Generation of Synthetic Images for Pedestrian Detection Using a Sequence of GANs
Viktor Seib, Malte Roosen, Ida Germann, Stefan Wirtz, Dietrich Paulus
TL;DR
This work presents a three-GAN augmentation pipeline that jointly generates semantic maps, inserts pedestrian instances, and translates maps to photo-realistic images to augment pedestrian-detection datasets. By chaining SemGAN, a contextual insertion model, and SPADE, the method leverages semantic-to-image transfer to create synthetic training data, demonstrating improved detection performance for near- and far-range pedestrians when combined with real data. Key contributions include detailing adaptations for handling discrete semantic maps, integrating instance insertion, and evaluating the impact on a YOLOv3 detector, with ablations highlighting the importance of retraining detection heads on synthetic data.
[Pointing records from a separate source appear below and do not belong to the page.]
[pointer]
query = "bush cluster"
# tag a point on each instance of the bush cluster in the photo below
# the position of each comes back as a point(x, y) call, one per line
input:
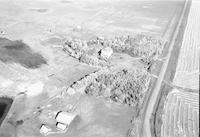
point(123, 86)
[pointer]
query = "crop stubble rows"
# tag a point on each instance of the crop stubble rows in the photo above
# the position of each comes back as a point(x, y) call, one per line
point(181, 115)
point(187, 72)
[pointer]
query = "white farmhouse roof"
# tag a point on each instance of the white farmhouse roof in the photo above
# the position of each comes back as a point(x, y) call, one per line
point(65, 117)
point(61, 126)
point(44, 130)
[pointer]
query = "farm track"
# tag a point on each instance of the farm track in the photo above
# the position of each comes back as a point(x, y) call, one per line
point(187, 71)
point(149, 111)
point(181, 115)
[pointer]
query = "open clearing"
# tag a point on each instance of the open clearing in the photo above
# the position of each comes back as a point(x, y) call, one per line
point(44, 26)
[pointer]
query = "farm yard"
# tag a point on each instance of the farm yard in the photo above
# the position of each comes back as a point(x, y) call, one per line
point(86, 68)
point(181, 115)
point(187, 71)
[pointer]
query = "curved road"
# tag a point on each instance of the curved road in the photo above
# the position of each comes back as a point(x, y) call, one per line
point(155, 93)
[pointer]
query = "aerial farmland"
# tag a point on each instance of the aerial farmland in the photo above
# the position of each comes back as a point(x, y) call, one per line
point(103, 68)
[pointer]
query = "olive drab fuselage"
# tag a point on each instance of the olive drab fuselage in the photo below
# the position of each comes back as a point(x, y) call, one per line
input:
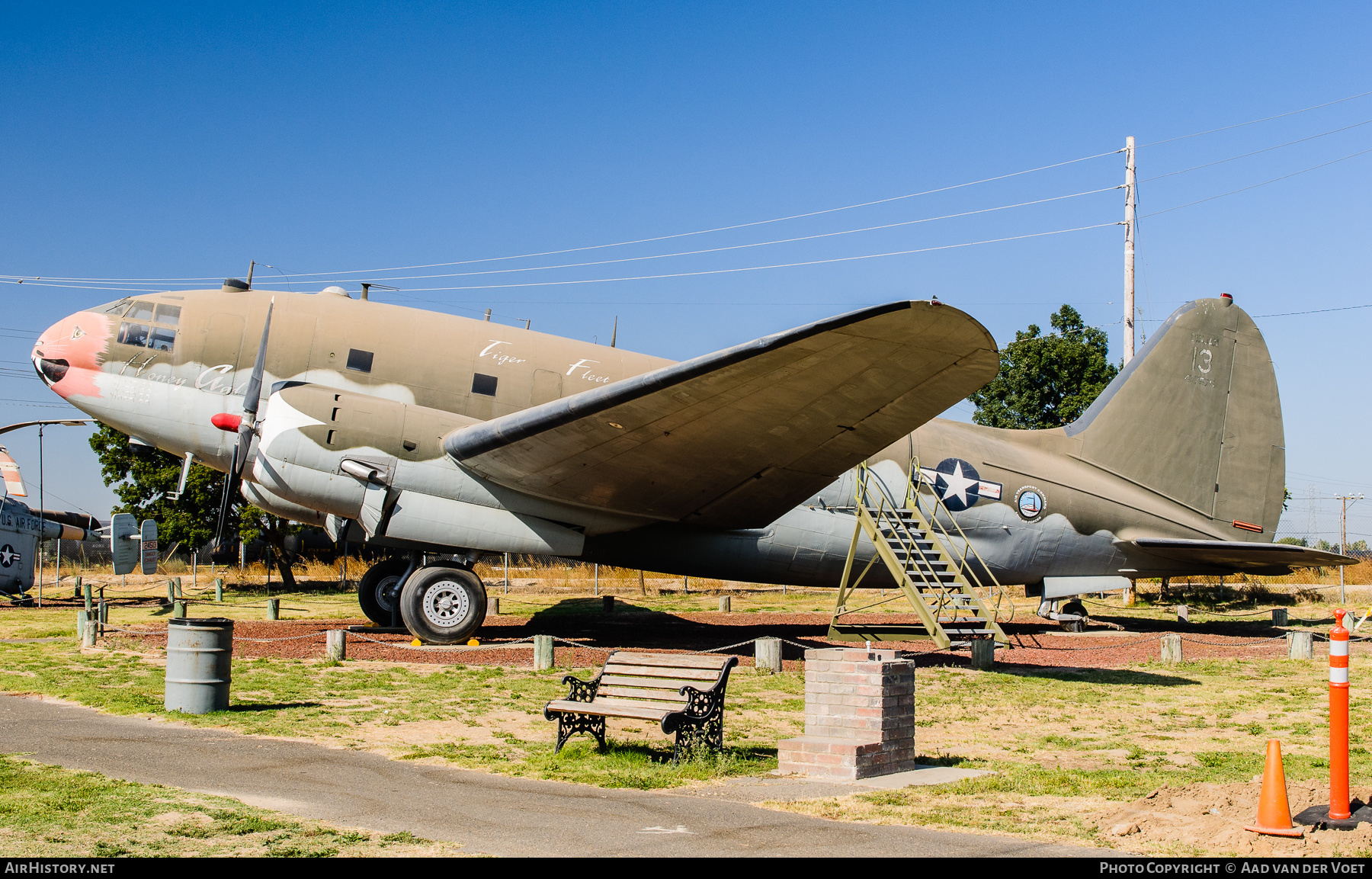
point(1165, 454)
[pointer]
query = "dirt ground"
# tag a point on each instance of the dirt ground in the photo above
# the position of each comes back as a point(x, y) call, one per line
point(1213, 816)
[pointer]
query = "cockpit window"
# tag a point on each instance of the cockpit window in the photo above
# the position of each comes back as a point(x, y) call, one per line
point(133, 333)
point(162, 339)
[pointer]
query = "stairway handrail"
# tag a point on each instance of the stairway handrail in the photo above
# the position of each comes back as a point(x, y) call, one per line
point(926, 573)
point(917, 479)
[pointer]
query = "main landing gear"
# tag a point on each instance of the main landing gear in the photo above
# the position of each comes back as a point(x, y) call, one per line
point(439, 604)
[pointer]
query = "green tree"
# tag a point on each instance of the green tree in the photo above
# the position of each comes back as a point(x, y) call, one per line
point(143, 477)
point(1047, 381)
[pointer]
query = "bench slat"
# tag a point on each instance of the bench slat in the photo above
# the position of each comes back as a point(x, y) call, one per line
point(637, 693)
point(699, 675)
point(610, 708)
point(653, 683)
point(704, 675)
point(668, 660)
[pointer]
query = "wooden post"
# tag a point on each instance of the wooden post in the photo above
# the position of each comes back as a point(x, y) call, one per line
point(1130, 206)
point(983, 654)
point(1300, 646)
point(768, 654)
point(542, 653)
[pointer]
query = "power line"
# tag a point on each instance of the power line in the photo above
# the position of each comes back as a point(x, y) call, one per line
point(1262, 120)
point(1255, 185)
point(1255, 151)
point(572, 250)
point(784, 265)
point(715, 250)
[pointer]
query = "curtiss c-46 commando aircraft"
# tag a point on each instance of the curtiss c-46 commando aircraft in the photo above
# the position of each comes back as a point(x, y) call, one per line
point(444, 438)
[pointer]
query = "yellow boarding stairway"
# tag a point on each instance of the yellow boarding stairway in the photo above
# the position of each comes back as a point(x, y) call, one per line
point(939, 575)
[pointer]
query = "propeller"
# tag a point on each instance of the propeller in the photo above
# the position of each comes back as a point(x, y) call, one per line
point(246, 427)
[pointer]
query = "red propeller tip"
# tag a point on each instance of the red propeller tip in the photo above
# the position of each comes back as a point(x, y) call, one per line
point(226, 422)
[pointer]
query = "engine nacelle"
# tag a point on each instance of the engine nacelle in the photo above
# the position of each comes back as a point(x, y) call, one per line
point(382, 464)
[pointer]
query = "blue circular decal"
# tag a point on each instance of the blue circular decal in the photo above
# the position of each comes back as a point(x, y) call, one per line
point(957, 483)
point(1029, 504)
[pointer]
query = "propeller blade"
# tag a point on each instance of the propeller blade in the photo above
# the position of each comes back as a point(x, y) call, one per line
point(247, 427)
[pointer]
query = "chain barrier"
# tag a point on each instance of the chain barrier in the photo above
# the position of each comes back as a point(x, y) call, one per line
point(1250, 643)
point(1022, 646)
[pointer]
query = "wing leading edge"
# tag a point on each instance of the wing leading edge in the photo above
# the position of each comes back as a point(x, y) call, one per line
point(737, 438)
point(1243, 556)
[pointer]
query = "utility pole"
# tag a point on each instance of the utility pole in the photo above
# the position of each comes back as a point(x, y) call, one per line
point(1344, 534)
point(1131, 204)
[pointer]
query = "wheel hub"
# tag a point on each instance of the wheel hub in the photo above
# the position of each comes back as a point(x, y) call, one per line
point(389, 594)
point(446, 604)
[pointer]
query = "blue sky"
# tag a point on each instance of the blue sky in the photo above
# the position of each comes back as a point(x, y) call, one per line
point(173, 142)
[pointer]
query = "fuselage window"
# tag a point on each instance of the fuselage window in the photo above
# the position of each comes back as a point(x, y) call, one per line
point(162, 338)
point(361, 361)
point(139, 327)
point(133, 333)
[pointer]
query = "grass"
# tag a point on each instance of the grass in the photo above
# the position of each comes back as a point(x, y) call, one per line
point(53, 812)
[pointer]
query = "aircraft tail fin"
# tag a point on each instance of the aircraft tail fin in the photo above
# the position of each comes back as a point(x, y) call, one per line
point(1195, 417)
point(13, 479)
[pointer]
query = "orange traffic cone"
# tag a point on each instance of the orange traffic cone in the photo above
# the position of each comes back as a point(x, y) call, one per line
point(1274, 810)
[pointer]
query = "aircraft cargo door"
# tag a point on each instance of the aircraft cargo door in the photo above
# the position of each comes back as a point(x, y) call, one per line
point(548, 386)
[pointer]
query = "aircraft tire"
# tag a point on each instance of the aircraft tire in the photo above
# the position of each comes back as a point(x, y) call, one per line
point(379, 590)
point(1075, 626)
point(444, 605)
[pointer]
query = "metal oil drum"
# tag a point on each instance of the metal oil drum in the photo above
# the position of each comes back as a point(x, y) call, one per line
point(199, 664)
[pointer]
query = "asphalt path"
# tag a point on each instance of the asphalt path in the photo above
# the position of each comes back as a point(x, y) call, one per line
point(487, 813)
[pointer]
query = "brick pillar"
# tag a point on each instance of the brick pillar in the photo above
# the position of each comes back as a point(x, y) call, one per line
point(859, 716)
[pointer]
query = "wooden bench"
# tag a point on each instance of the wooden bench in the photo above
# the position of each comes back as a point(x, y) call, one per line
point(685, 693)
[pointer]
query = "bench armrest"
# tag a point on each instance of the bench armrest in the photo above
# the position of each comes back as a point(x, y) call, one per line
point(582, 690)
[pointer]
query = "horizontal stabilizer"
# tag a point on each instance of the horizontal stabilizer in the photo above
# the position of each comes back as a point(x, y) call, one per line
point(1242, 556)
point(737, 438)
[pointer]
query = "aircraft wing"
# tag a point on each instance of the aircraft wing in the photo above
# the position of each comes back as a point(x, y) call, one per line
point(1241, 554)
point(737, 438)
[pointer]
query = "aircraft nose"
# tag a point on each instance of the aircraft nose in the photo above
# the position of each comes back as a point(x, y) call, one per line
point(46, 360)
point(68, 355)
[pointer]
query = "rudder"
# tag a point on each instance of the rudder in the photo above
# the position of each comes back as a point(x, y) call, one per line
point(1195, 415)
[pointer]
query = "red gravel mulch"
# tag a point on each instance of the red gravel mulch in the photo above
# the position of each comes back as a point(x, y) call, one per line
point(596, 635)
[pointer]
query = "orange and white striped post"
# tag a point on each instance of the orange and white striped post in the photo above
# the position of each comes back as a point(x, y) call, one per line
point(1338, 719)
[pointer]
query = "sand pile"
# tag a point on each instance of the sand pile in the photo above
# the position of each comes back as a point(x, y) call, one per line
point(1212, 816)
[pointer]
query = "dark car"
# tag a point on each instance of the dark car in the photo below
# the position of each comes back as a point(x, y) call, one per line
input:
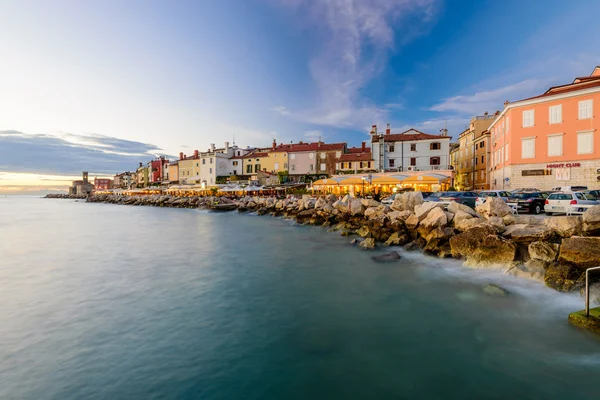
point(528, 202)
point(466, 198)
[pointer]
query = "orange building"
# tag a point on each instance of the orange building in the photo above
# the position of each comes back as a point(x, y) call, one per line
point(549, 140)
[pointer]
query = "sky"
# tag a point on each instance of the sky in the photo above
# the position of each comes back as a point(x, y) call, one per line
point(103, 85)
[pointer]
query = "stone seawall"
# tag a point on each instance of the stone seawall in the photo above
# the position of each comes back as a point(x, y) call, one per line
point(555, 251)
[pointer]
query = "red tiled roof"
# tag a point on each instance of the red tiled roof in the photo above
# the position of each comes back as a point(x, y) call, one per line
point(404, 137)
point(356, 157)
point(571, 87)
point(359, 150)
point(298, 147)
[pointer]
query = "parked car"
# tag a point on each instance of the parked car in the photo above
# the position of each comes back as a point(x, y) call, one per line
point(595, 193)
point(434, 196)
point(531, 202)
point(484, 194)
point(569, 203)
point(466, 198)
point(569, 188)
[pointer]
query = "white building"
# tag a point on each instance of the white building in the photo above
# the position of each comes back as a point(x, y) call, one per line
point(411, 150)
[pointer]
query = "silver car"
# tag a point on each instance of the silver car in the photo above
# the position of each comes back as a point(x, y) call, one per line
point(569, 203)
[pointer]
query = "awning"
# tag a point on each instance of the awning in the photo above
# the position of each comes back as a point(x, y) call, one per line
point(427, 179)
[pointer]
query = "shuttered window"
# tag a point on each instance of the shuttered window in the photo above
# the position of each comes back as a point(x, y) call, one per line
point(528, 148)
point(555, 145)
point(555, 114)
point(585, 109)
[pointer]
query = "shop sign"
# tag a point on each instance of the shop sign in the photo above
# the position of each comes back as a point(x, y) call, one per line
point(536, 172)
point(567, 165)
The approach addresses data scarcity and domain shift, offering a practical route to expand urban-scene datasets, though it notes bottlenecks in the first step and calls for collecting task-specific training data for all pipeline stages.
Abstract
Creating annotated datasets demands a substantial amount of manual effort. In this proof-of-concept work, we address this issue by proposing a novel image generation pipeline. The pipeline consists of three distinct generative adversarial networks (previously published), combined in a novel way to augment a dataset for pedestrian detection. Despite the fact that the generated images are not always visually pleasant to the human eye, our detection benchmark reveals that the results substantially surpass the baseline. The presented proof-of-concept work was done in 2020 and is now published as a technical report after a three years retention period.